JK Rowling: Inspiring Words Matched to an Inspiring Life
When the first edition of a book published in 1997 already fetches upward of twenty-thousand pounds, it is sure to have represented a literary milestone. Such is indeed the case with JK Rowling’s peerless masterwork Harry Potter and Philosopher’s Stone which had an initial print run of only a thousand copies, half destined for libraries across the UK.
It took Mrs Rowling almost five years, most of them marred by personal tragedies and setbacks, to finish her debut novel. She did so as a single mother, diagnosed with clinical depression, unemployed, and on meagre welfare benefits. Toting her baby daughter from one Edinburgh café to the next, she steadily worked towards the conclusion of an idea formed in 1990 during a train journey from Manchester to London.
Mrs Rowling’s perseverance paid off. The first of what was soon to become a series of Harry Potter books sold close to 110 million copies worldwide. However, it was the eight-year-old daughter of Bloomsbury’s chief executive who sealed JK Rowling’s fate by bluntly stating that her book “was so much better than anything else.” Prior to that verdict, twelve publishers had rejected the manuscript for being too long.
With her seven epic Harry Potter instalments selling a grand total of over 400 million books, Ms Rowling became the world’s most widely read author. The release of the last of the series, Harry Potter and the Deathly Hallows, turned into a global event. On the eve of July 21, 2007, young and older readers alike queued up in long lines in front of bookstores to grab a precious copy at one minute past midnight British Standard Time – the book’s official moment of release. That same day, the seventh Harry Potter title became the world’s fastest-selling book ever with well over 11 million copies sold.
A storyteller of almost unequalled talent, JK Rowling thrives on challenges. Turning to adult literature, she left the Harry Potter world of fantasy behind to tackle societal issues such as class, politics, drugs, and prostitution in A Casual Vacancy.
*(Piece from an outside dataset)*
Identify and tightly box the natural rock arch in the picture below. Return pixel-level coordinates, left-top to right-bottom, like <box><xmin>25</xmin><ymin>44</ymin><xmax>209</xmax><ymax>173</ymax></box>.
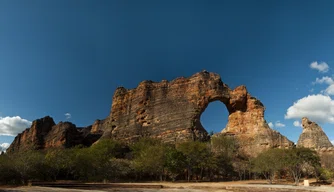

Her adult debut novel promptly sold a million copies and was made in a soon to be released BBC television drama series.
Checking to see if her writing could attract a readership without the name recognition, JK Rowling assumed the pseudonym of Robert Galbraith for the release of The Cuckoo’s Calling, a detective novel. It took the literary critics and editors of The Sunday Times all of three months to unmask Robert Galbraith and confirm that the book had indeed been written by none other than JK Rowling. However, she did prove her point: A Cuckoo’s Calling was exceptionally well received though the book sold only about 1,500 hardcover copies up to the moment the true identity of its author was revealed. Immediately afterwards, sales shot up by 4,000%.
Working her way up to almost immeasurable wealth and fame, JK Rowling has not forgotten about the less happy times she had to experience. Through a charitable trust, financed to the tune of £5.1 million annually, she helps fight poverty and social inequality in Britain. She also wrote two booklets that raised well over fifteen million pound for Comic Relief – an anti-poverty fund. JK Rowling has also donated sizeable amounts in support of research and treatment of multiple sclerosis, the disease her own mother died from while the first Harry Potter book was taking shape.
Her greatest inspiration and motivation, besides the venerable Jane Austen, comes from civil rights activist and campaigner Jessica Mitford (1917-1996). “She instantly became my heroine after I read Hons and Rebels at age 14. She ran away from home to fight in the Spanish Civil War, remained true to her convictions, and never really outgrew her adolescent traits. I even named my own daughter after her.”